El amanecer llegó gris y frío, pero Alejandro apenas lo notó. Despertó lentamente, con el cuerpo entumecido y los músculos doloridos. Cada respiración era un esfuerzo, y el hambre le quemaba el estómago. La lluvia había cesado, pero el frío seguía penetrando hasta los huesos, recordándole lo vulnerable que estaba.
Se incorporó con dificultad, apoyándose en la pared del callejón, y miró la ciudad a su alrededor. Las calles parecían indiferentes a su sufrimiento. Cada sombra, cada charco, cada grieta en el pavimento le recordaba que estaba solo, completamente solo, y que su libertad tenía un precio que quizá no podría pagar por mucho tiempo.
—Tengo que seguir… —murmuró, con la voz débil y temblorosa—. No puedo… rendirme…
El cuerpo le pesaba, el estómago rugía, y la fatiga comenzaba a nublar su mente. Cada paso era un esfuerzo titánico, y Alejandro sabía que no podía permitirse detenerse. Pero por más que trataba de avanzar, la ciudad parecía alargarse interminablemente, y su cuerpo empezaba a traicionarlo.

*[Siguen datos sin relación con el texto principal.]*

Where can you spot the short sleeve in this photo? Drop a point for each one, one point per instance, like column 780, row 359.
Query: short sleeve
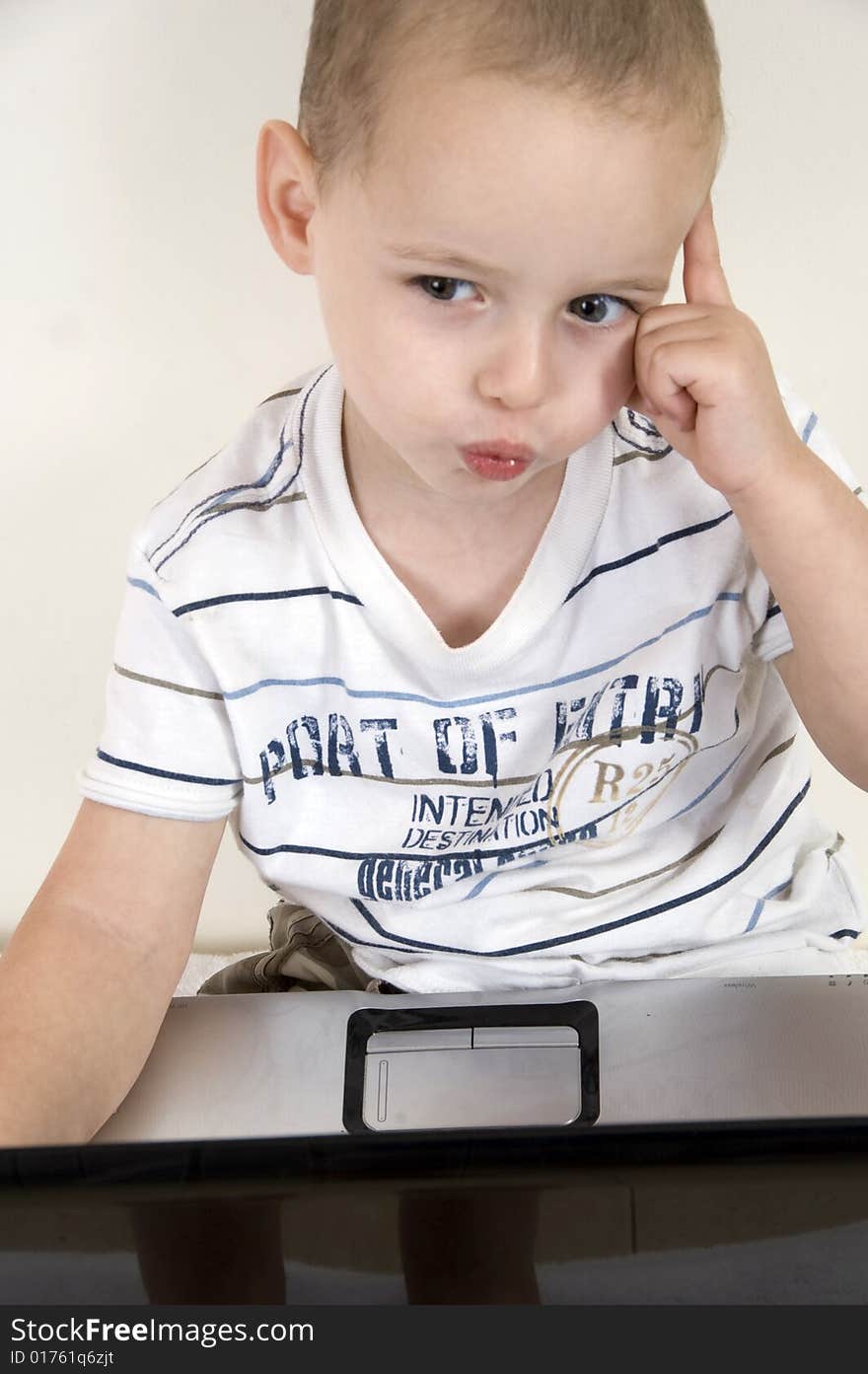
column 772, row 638
column 167, row 747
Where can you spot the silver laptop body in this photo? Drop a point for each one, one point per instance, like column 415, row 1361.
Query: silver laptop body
column 290, row 1063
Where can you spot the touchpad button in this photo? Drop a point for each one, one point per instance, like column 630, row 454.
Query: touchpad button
column 500, row 1076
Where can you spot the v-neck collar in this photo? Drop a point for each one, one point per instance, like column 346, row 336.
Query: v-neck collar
column 555, row 568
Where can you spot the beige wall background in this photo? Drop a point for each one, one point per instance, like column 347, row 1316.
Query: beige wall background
column 146, row 315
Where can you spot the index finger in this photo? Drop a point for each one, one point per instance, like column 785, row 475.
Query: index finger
column 705, row 282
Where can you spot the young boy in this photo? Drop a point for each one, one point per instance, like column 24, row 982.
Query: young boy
column 490, row 636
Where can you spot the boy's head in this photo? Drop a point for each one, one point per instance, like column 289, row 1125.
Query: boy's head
column 562, row 146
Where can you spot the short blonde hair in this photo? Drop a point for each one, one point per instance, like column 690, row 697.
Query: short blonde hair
column 654, row 60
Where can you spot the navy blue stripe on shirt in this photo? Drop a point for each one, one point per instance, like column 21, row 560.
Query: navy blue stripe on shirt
column 246, row 597
column 165, row 772
column 371, row 694
column 228, row 490
column 578, row 934
column 259, row 506
column 651, row 548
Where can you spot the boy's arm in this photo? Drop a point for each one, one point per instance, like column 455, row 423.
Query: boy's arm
column 705, row 377
column 809, row 535
column 90, row 971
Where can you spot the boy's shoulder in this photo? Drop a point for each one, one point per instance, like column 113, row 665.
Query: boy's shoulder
column 257, row 470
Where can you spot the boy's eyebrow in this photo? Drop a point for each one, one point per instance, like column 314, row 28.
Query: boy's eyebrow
column 447, row 257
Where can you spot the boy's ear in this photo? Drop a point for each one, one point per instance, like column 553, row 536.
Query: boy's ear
column 284, row 192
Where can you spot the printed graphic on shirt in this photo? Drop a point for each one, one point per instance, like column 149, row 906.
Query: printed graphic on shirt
column 613, row 756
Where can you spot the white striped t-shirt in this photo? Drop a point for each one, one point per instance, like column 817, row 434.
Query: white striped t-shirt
column 609, row 780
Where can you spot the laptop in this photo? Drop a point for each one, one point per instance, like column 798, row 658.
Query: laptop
column 668, row 1051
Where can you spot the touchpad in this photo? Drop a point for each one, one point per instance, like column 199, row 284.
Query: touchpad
column 471, row 1076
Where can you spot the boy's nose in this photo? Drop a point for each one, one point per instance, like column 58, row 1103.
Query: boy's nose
column 520, row 375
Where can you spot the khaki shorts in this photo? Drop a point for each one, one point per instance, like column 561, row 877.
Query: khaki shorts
column 304, row 957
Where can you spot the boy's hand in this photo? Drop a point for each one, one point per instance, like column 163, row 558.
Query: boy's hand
column 705, row 378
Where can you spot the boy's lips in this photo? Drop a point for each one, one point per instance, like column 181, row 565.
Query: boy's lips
column 500, row 461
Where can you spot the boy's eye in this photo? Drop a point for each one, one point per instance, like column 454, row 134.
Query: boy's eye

Pensó en Isaac, en Ambar, en sus hermanos que lo amaban, y en la promesa silenciosa de que debía sobrevivir para ellos. Esa chispa de esperanza aún brillaba, aunque frágil y temblorosa, en medio del miedo, la soledad y la desesperación.
Mientras se apoyaba contra la pared para intentar recuperar fuerzas, Alejandro comprendió que cada minuto que pasaba, cada paso que daba en esas calles húmedas y frías, lo acercaba más a un peligro que no podía controlar.
La ciudad continuaba indiferente, y Alejandro estaba empezando a sentir que su cuerpo y su espíritu estaban a punto de ceder ante la crudeza de la libertad que tanto había deseado.